Department of Electrical Engineering, National Tsing Hua University, No. 101, Sec. 2, Kuang-Fu Road, Hsinchu, Taiwan 30013.
J Acoust Soc Am. 2011 Jul;130(1):514-25. doi: 10.1121/1.3592233.
The voice onset time (VOT) of a stop consonant is the interval between its burst onset and voicing onset. Among a variety of research topics on VOT, one that has been studied for years is how VOTs are efficiently measured. Manual annotation is a feasible way, but it becomes a time-consuming task when the corpus size is large. This paper proposes an automatic VOT estimation method based on an onset detection algorithm. At first, a forced alignment is applied to identify the locations of stop consonants. Then a random forest based onset detector searches each stop segment for its burst and voicing onsets to estimate a VOT. The proposed onset detection can detect the onsets in an efficient and accurate manner with only a small amount of training data. The evaluation data extracted from the TIMIT corpus were 2344 words with a word-initial stop. The experimental results showed that 83.4% of the estimations deviate less than 10 ms from their manually labeled values, and 96.5% of the estimations deviate by less than 20 ms. Some factors that influence the proposed estimation method, such as place of articulation, voicing of a stop consonant, and quality of succeeding vowel, were also investigated.
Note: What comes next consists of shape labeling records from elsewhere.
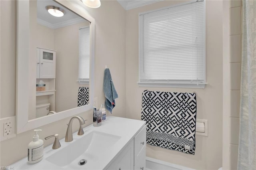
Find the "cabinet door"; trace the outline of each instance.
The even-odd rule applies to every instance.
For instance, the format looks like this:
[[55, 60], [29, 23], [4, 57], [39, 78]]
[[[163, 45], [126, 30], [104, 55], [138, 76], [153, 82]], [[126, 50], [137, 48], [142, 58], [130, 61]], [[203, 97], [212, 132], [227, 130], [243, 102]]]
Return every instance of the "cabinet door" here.
[[110, 170], [133, 169], [133, 140], [129, 143], [118, 158], [108, 167]]
[[40, 78], [55, 78], [56, 52], [40, 49]]
[[[142, 152], [146, 153], [146, 147], [143, 148]], [[134, 165], [134, 170], [146, 170], [146, 155], [141, 154], [136, 160], [137, 161]]]
[[36, 48], [36, 78], [40, 78], [40, 49]]

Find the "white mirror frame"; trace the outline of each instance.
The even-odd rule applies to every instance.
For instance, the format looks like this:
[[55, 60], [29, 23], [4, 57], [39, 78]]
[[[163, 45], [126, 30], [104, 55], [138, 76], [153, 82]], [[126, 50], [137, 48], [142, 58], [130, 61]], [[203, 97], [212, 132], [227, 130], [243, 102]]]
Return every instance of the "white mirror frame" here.
[[[29, 1], [17, 2], [17, 62], [16, 125], [17, 134], [89, 111], [93, 108], [94, 96], [95, 20], [87, 13], [79, 0], [54, 0], [90, 22], [90, 75], [89, 105], [28, 120]], [[26, 18], [26, 19], [24, 19]]]

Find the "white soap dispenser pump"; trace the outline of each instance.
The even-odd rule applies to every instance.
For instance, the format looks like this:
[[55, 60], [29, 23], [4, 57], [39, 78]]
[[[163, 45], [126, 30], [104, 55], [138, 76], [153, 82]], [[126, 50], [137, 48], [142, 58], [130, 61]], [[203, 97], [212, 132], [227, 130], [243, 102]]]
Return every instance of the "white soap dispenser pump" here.
[[35, 134], [33, 136], [33, 141], [28, 146], [28, 162], [30, 164], [34, 164], [42, 160], [44, 155], [44, 141], [39, 139], [37, 134], [41, 129], [35, 129]]

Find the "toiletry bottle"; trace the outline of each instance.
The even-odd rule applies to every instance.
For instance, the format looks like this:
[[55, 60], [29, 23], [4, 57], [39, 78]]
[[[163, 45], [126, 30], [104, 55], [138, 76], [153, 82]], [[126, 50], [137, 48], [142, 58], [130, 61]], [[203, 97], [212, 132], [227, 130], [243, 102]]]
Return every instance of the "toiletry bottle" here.
[[107, 115], [106, 114], [106, 110], [105, 108], [102, 108], [101, 109], [101, 114], [102, 115], [102, 119], [101, 121], [102, 122], [104, 122], [106, 121], [107, 118]]
[[96, 107], [93, 107], [93, 126], [97, 126], [97, 113]]
[[44, 155], [44, 141], [39, 139], [37, 132], [41, 129], [34, 130], [35, 134], [33, 141], [28, 146], [28, 161], [30, 164], [34, 164], [40, 161]]

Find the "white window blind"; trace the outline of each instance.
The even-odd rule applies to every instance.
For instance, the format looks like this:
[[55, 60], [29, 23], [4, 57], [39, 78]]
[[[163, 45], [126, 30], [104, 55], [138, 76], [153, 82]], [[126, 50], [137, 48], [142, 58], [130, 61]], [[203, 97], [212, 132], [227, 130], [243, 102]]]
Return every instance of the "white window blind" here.
[[90, 79], [90, 27], [79, 28], [79, 36], [78, 81], [83, 83], [88, 82]]
[[204, 6], [201, 1], [140, 14], [139, 84], [206, 84]]

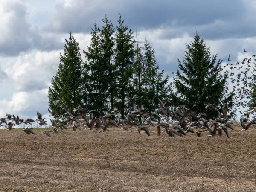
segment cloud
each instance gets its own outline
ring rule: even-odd
[[[20,118],[34,117],[36,111],[42,114],[47,113],[48,89],[31,93],[17,92],[13,93],[10,100],[0,101],[0,116],[6,113],[19,115]]]
[[[7,77],[7,73],[2,70],[1,65],[0,64],[0,82],[3,81],[3,80]]]
[[[19,91],[33,91],[47,88],[57,71],[61,50],[49,52],[34,50],[8,59],[5,71],[12,74],[9,81]]]
[[[27,7],[18,0],[1,0],[0,7],[0,56],[16,56],[34,49],[51,50],[62,46],[60,39],[44,34],[27,21]]]
[[[171,38],[184,32],[193,34],[196,27],[207,38],[239,38],[245,33],[254,35],[254,30],[250,29],[255,29],[254,26],[244,22],[253,20],[251,15],[256,13],[255,10],[247,8],[252,6],[250,3],[250,1],[241,0],[65,0],[56,4],[55,12],[44,29],[88,33],[95,21],[100,26],[105,14],[116,23],[120,12],[125,24],[134,31],[166,29],[168,34],[163,38]],[[249,30],[245,30],[247,28]]]

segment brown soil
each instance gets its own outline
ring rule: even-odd
[[[111,128],[0,131],[0,191],[256,191],[256,129],[170,137]],[[44,129],[45,130],[45,129]]]

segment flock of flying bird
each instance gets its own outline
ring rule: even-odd
[[[247,51],[244,49],[243,52],[245,53]],[[228,74],[230,76],[230,83],[233,85],[232,90],[230,92],[236,93],[234,97],[236,102],[233,113],[235,113],[238,110],[240,113],[242,114],[244,112],[241,109],[247,105],[248,99],[250,99],[250,96],[252,93],[252,90],[249,87],[251,83],[250,81],[253,79],[253,76],[250,73],[256,72],[256,69],[253,67],[254,65],[252,64],[253,62],[256,61],[256,55],[253,55],[250,57],[248,57],[248,58],[244,58],[240,62],[237,61],[235,63],[231,62],[231,56],[232,55],[228,55],[227,59],[228,63],[224,64],[223,69],[226,70],[225,73],[227,73],[227,70],[228,69],[230,72]],[[175,73],[175,72],[172,72],[173,74]],[[228,93],[229,88],[226,86],[223,94],[226,95]]]
[[[245,49],[244,50],[244,52],[247,52]],[[229,55],[228,61],[230,61],[230,58],[231,55],[232,54]],[[254,58],[252,59],[252,58]],[[236,69],[238,71],[240,71],[237,74],[236,79],[230,78],[231,83],[236,84],[233,87],[232,91],[236,90],[238,93],[234,98],[237,102],[237,106],[238,106],[245,107],[247,103],[244,100],[250,99],[251,90],[248,88],[249,83],[247,81],[247,79],[252,79],[252,77],[251,76],[247,77],[247,73],[251,71],[251,66],[250,64],[252,61],[256,61],[255,55],[253,55],[252,58],[244,58],[241,62],[237,62],[236,64],[228,63],[224,67],[225,68],[228,66],[230,70]],[[256,71],[254,68],[253,71]],[[174,73],[174,72],[172,72],[172,74]],[[235,73],[231,72],[230,76],[233,76],[234,75]],[[241,83],[243,84],[242,86],[241,86]],[[228,90],[228,89],[226,87],[224,94],[227,93]],[[67,129],[68,126],[71,126],[73,130],[76,128],[81,130],[81,125],[87,126],[86,130],[93,130],[96,132],[106,132],[108,131],[107,128],[111,125],[120,128],[122,130],[132,132],[130,129],[132,127],[133,122],[142,122],[142,120],[143,120],[143,123],[137,126],[136,130],[140,134],[141,134],[141,131],[145,131],[148,136],[150,135],[148,128],[148,126],[149,125],[157,128],[158,135],[160,135],[161,132],[165,131],[169,136],[173,137],[178,136],[183,137],[188,132],[195,133],[198,136],[200,137],[201,133],[205,131],[209,132],[209,136],[215,136],[217,132],[221,136],[223,130],[229,137],[228,128],[234,130],[231,125],[233,123],[229,120],[230,116],[227,114],[228,109],[227,106],[219,110],[215,105],[207,105],[206,108],[215,111],[218,116],[215,120],[212,120],[208,118],[204,113],[201,112],[196,114],[194,112],[186,107],[187,105],[178,106],[177,110],[174,111],[172,108],[170,108],[169,107],[164,107],[167,102],[167,99],[162,101],[158,99],[160,102],[159,107],[155,110],[158,111],[160,114],[158,117],[159,119],[163,116],[168,116],[169,117],[170,120],[168,123],[159,122],[154,116],[144,113],[143,110],[137,108],[135,104],[133,105],[132,111],[125,116],[125,119],[115,119],[115,114],[122,110],[118,109],[116,108],[115,108],[110,114],[106,112],[105,115],[94,116],[93,114],[91,113],[88,117],[87,116],[87,110],[81,106],[73,110],[73,114],[72,114],[70,108],[66,107],[64,108],[67,116],[64,121],[65,123],[55,123],[54,120],[50,119],[52,131],[44,131],[41,134],[52,137],[50,133],[58,132],[59,131],[58,128],[63,130],[64,129]],[[254,99],[254,102],[256,106],[255,99]],[[254,110],[256,110],[256,108],[254,108]],[[236,110],[236,109],[234,112]],[[52,112],[49,109],[48,111],[50,113],[50,116],[55,116],[58,112],[58,110]],[[245,117],[241,117],[240,119],[240,123],[242,127],[242,131],[247,130],[250,126],[256,125],[256,119],[250,120],[249,119],[250,115],[253,114],[252,112],[248,112],[248,111],[245,112],[242,112],[241,111],[240,111],[239,112],[241,113],[244,113],[245,116]],[[37,112],[37,116],[38,119],[36,121],[38,122],[39,126],[47,125],[45,121],[46,118],[43,118],[41,114]],[[0,127],[5,124],[5,127],[6,131],[9,131],[14,128],[15,126],[23,123],[32,125],[32,123],[34,122],[35,120],[33,119],[28,118],[24,120],[20,119],[18,116],[16,117],[14,115],[6,114],[6,117],[0,119]],[[136,123],[134,123],[134,124],[135,124]],[[32,129],[32,128],[26,128],[23,130],[27,134],[35,134]]]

语音起始时间(VOT)是指一个塞音的爆发起始和嗓音起始之间的间隔。在各种 VOT 研究主题中,有一个已经研究多年的主题是如何有效地测量 VOT。手动标注是一种可行的方法,但当语料库规模较大时,它就变成了一项耗时的任务。本文提出了一种基于起始检测算法的自动 VOT 估计方法。首先,应用强制对齐来识别塞音的位置。然后,基于随机森林的起始检测器搜索每个塞音段的爆发和嗓音起始,以估计 VOT。所提出的起始检测可以在仅使用少量训练数据的情况下高效、准确地检测起始。从 TIMIT 语料库中提取的评估数据包括 2344 个以单词开头的塞音单词。实验结果表明,83.4%的估计值与手动标记值的偏差小于 10ms,96.5%的估计值的偏差小于 20ms。还研究了一些影响该估计方法的因素,如发音部位、塞音的浊音、以及后续元音的质量等。